L’Argentin Gustavo Malajovich nous propose « Le jardin de bronze »

Que demande-t-on à un roman noir ? Une intrigue qui tienne jusqu’à la fin, une ambiance qui nous impressionne, des personnages avec lesquels on puisse sentir des liens communs, un dénouement qui nous surprenne. Or on a tout ça et beaucoup plus encore dans ce premier roman de l’Argentin Gustavo Malajovich, jusque là scénariste pour la télévision, qui pour un coup d’essai signe là un coup de maître.

Tout commence avec la disparition inexplicable de Moira, la fille de Fabián Danubio, partie en métro avec la jeune Péruvienne qui s’occupe d’elle pour l’anniversaire d’une copine. Elles n’arriveront jamais à la fête. La police étant inefficace, Fabián se fait aider par Doberti, un détective privé légèrement marginal. À eux deux ils avancent, mais lentement. Il faudra une dizaine d’années pour que des réponses se fassent jour, qu’on en sache un peu plus, qu’on découvre enfin la vérité.

Pendant ces années on est proches de Fabián, qui tente de survivre malgré le vide laissé par la disparition de l’enfant, aidé par Doberti avec lequel, au-delà du contrat qui les lie, il établit une relation d’amitié, par des collègues et des proches, mais surtout soutenu par la volonté inébranlable de connaître un jour la vérité. Peu à peu son personnage prend de l’intensité aux yeux du lecteur, son caractère s’affine, se nuance, à tel point que parfois on se demande si on est bien toujours dans un roman noir, et non dans un roman purement psychologique. Fabián Danubio, au cours de son enquête, se découvrira lui-même tout en découvrant la vérité de la disparition de sa fille.  Malajovich, au long de ces cinq cents pages, prend son temps pour ne négliger aucun aspect de son ouvrage.

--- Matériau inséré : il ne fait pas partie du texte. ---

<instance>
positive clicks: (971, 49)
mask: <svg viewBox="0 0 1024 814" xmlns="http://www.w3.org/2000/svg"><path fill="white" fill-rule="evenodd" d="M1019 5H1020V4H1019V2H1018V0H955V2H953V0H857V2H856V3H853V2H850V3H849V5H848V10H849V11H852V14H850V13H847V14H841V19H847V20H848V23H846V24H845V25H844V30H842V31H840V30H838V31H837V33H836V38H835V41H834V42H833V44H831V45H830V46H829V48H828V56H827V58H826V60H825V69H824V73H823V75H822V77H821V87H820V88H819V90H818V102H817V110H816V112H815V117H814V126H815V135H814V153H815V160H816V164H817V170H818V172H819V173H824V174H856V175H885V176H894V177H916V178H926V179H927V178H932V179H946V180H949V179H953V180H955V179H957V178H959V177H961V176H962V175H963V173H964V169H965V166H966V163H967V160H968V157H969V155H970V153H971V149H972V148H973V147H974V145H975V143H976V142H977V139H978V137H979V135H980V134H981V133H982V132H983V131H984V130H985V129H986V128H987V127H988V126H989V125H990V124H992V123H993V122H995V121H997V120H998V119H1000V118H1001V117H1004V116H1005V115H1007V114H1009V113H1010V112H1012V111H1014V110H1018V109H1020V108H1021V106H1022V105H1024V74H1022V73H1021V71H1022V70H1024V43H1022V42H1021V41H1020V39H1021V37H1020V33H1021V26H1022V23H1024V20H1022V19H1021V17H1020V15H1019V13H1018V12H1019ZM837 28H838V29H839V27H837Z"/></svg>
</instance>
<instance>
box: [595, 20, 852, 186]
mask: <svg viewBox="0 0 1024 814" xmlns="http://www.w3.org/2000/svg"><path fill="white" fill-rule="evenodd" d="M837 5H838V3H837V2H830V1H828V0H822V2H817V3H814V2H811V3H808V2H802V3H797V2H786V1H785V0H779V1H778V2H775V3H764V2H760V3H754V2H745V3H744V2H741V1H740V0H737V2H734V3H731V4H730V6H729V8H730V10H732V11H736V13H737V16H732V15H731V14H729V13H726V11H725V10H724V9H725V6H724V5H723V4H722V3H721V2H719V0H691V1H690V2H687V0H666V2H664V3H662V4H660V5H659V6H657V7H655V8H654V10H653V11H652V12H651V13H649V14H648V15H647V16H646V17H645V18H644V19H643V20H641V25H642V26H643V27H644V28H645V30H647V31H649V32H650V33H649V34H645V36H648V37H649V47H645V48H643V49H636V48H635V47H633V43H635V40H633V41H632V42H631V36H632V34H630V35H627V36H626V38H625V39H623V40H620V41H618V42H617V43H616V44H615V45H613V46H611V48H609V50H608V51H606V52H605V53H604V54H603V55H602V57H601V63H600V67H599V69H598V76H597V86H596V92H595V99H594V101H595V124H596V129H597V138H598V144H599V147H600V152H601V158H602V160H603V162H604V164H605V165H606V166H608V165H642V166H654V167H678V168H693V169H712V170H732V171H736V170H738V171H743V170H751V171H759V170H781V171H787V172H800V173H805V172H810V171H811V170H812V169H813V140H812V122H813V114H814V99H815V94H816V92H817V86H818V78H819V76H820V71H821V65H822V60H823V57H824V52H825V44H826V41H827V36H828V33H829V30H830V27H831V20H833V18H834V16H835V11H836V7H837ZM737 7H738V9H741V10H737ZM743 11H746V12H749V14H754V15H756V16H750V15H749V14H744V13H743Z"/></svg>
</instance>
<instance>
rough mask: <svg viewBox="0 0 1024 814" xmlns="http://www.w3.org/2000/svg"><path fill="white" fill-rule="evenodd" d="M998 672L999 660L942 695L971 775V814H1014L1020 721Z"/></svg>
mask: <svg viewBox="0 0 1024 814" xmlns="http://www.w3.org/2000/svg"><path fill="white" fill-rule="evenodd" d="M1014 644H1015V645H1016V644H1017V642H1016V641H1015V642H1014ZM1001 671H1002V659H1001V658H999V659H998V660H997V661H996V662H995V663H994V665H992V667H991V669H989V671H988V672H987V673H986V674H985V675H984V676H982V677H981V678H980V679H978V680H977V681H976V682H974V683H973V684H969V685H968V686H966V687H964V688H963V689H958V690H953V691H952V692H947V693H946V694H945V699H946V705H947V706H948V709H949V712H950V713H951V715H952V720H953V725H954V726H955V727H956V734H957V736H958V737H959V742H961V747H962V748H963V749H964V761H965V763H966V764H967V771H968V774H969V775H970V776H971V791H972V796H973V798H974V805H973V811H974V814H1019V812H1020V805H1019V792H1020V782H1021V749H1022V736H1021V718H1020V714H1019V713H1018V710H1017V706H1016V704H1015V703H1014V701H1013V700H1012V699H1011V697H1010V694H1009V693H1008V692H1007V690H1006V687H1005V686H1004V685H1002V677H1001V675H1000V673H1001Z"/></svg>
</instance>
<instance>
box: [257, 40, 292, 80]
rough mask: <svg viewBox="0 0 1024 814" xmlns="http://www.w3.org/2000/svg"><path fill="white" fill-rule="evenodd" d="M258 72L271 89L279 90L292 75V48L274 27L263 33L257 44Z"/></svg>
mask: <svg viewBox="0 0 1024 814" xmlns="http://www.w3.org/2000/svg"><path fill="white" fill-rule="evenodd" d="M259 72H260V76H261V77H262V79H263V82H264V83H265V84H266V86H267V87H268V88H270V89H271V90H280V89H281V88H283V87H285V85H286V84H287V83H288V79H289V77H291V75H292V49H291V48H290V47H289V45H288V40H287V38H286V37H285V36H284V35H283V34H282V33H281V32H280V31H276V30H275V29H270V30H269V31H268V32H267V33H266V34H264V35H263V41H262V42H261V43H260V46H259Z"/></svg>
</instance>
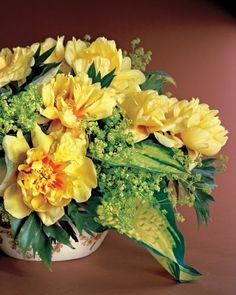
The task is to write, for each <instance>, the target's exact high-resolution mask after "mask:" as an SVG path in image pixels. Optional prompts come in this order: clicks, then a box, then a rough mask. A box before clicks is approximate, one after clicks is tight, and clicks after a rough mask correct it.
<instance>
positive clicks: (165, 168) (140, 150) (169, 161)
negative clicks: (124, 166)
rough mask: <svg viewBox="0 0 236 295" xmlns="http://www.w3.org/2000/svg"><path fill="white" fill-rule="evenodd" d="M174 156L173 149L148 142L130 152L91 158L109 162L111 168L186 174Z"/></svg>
mask: <svg viewBox="0 0 236 295" xmlns="http://www.w3.org/2000/svg"><path fill="white" fill-rule="evenodd" d="M173 155H174V154H173V152H172V151H171V149H168V148H165V147H163V146H161V145H159V144H158V143H154V142H153V141H151V140H146V141H143V142H141V143H138V144H136V145H135V146H134V148H132V149H130V151H129V150H128V151H125V152H124V153H122V152H117V153H113V155H112V156H111V157H107V156H105V157H104V158H102V157H99V156H93V155H90V156H91V157H92V158H94V159H96V160H100V161H103V162H107V163H108V164H109V165H111V166H127V167H133V168H137V169H140V168H141V169H146V170H148V171H151V172H156V173H164V174H181V173H182V174H185V173H186V170H185V168H184V167H183V165H182V164H181V163H180V162H179V161H177V160H175V159H174V158H173Z"/></svg>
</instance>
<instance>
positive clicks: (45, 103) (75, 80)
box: [42, 74, 117, 128]
mask: <svg viewBox="0 0 236 295" xmlns="http://www.w3.org/2000/svg"><path fill="white" fill-rule="evenodd" d="M42 97H43V103H44V106H45V109H44V110H43V112H42V115H43V116H45V117H46V118H48V119H51V120H55V119H59V120H60V121H61V124H62V125H64V126H65V127H68V128H76V127H78V126H79V125H80V122H81V120H83V119H86V120H90V121H91V120H92V121H93V120H99V119H103V118H106V117H108V116H110V115H111V114H112V111H113V108H114V107H115V105H116V100H117V95H116V92H115V90H114V89H111V88H101V85H100V84H99V83H95V84H92V80H91V79H90V78H89V77H88V76H87V75H86V74H80V75H79V76H76V77H72V76H70V75H69V76H66V75H63V74H59V75H57V76H56V78H55V79H53V80H52V81H51V82H50V83H49V84H47V85H45V86H44V87H43V89H42Z"/></svg>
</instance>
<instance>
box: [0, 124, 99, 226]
mask: <svg viewBox="0 0 236 295" xmlns="http://www.w3.org/2000/svg"><path fill="white" fill-rule="evenodd" d="M32 141H33V146H34V147H33V148H30V147H29V146H28V144H27V142H26V140H25V139H24V136H23V134H22V133H21V132H20V131H18V133H17V136H16V137H15V136H11V135H6V136H5V138H4V140H3V148H4V151H5V154H6V159H7V161H8V166H9V167H11V169H12V173H11V177H10V178H9V175H10V174H8V175H6V178H8V179H7V180H6V179H5V181H3V184H4V187H3V186H2V187H1V189H2V190H3V192H4V193H3V199H4V206H5V209H6V210H7V211H8V212H9V213H10V214H11V215H12V216H14V217H16V218H19V219H21V218H24V217H26V216H28V215H29V214H30V213H31V212H32V211H35V212H37V214H38V215H39V217H40V218H41V220H42V222H43V223H44V224H45V225H52V224H54V223H55V222H57V221H58V220H59V219H60V218H61V217H62V216H63V215H64V207H65V206H66V205H68V204H69V203H70V202H71V200H72V199H74V200H76V202H85V201H87V200H88V199H89V197H90V196H91V190H92V188H95V187H96V186H97V177H96V171H95V167H94V165H93V163H92V161H91V160H90V159H89V158H87V157H85V153H86V149H85V145H84V143H83V142H81V139H79V138H75V137H74V136H73V134H72V133H70V132H68V131H67V132H65V133H62V132H61V133H60V132H59V133H58V132H55V133H52V134H50V135H46V134H44V133H43V132H42V131H41V129H40V127H39V126H35V128H34V130H33V131H32Z"/></svg>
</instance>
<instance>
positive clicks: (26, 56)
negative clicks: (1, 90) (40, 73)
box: [0, 47, 34, 87]
mask: <svg viewBox="0 0 236 295" xmlns="http://www.w3.org/2000/svg"><path fill="white" fill-rule="evenodd" d="M33 55H34V52H33V51H32V50H31V49H30V48H21V47H17V48H14V49H13V52H12V51H11V50H10V49H8V48H3V49H2V50H1V51H0V87H3V86H5V85H7V84H8V83H10V82H12V81H18V82H19V84H21V83H24V82H25V78H26V77H27V76H28V75H29V74H30V73H31V67H32V66H33V64H34V58H33Z"/></svg>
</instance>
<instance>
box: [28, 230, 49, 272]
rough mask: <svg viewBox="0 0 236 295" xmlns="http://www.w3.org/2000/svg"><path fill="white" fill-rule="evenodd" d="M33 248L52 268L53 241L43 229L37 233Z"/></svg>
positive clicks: (34, 238)
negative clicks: (44, 232) (42, 229)
mask: <svg viewBox="0 0 236 295" xmlns="http://www.w3.org/2000/svg"><path fill="white" fill-rule="evenodd" d="M32 248H33V251H34V253H38V255H39V257H40V258H41V259H42V261H43V263H44V265H45V266H46V267H47V268H48V269H49V270H51V260H52V243H51V240H50V238H49V237H48V236H47V235H46V234H45V233H44V231H43V230H42V227H41V230H39V231H37V233H35V236H34V239H33V243H32Z"/></svg>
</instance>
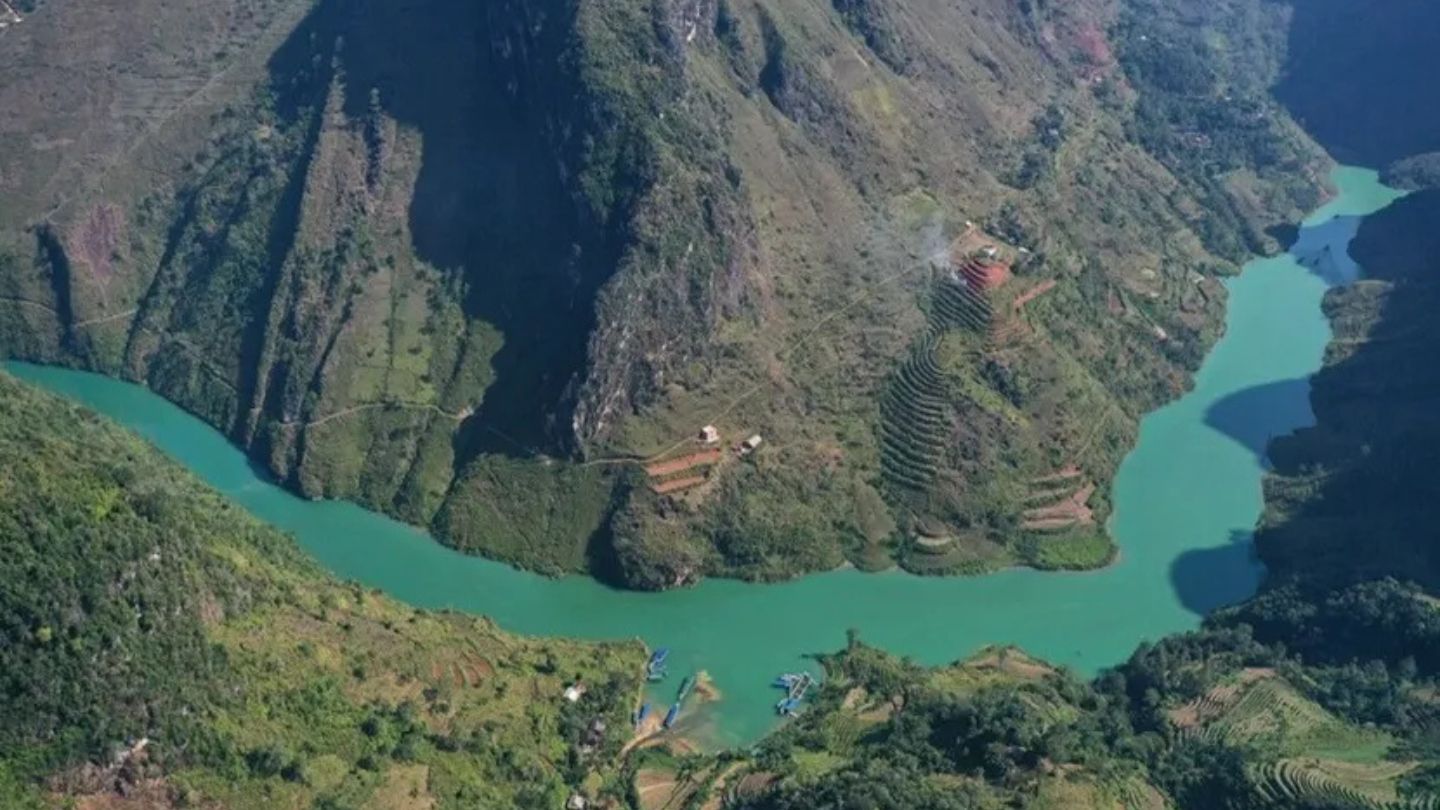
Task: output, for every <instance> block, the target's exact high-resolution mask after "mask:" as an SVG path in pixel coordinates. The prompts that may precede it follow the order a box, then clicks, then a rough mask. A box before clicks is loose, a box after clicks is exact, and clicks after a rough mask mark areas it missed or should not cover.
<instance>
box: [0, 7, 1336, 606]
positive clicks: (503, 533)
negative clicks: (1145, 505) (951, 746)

À côté de l’intrigue, qui avance lentement mais de façon constante, et de la psychologie, il nous montre des aspects de Buenos Aires, puis de la province argentine, peu abordés et peu montrés en général, il nous présente des personnages originaux, il nous invite à réfléchir sur l’absence, sur la responsabilité individuelle, il nous surprend aussi très souvent, par exemple en nous faisant sourire en plein drame ou au contraire en assénant un coup de théâtre au moment où on s’y attend le moins. Il sait changer d’atmosphère, de cadre, de style, avec une très grande virtuosité.

Bref, il domine parfaitement son récit, il sait nous mener exactement là où il le veut, plaisir immense du lecteur qui se sent la victime consentante du maître du jeu. L’intrigue est suffisamment complexe pour attiser l’intelligence du lecteur, mais suffisamment claire pour que son intérêt ne diminue jamais. Il y aura une suite, Fabián Danubio réapparaîtra, on l’attend avec impatience !

Christian ROINAT

Gustavo Malajovich : Le jardin de bronze, traduit de l’espagnol (Argentine) par Claude Fell, éd. Actes Sud (collection Actes noirs), 525 p., 23 €.
Gustavo Malajovich en espagnol : El jardín de bronce, Plaza y Janés, Buenos Aires, 2012 / Random, Barcelone, 2013.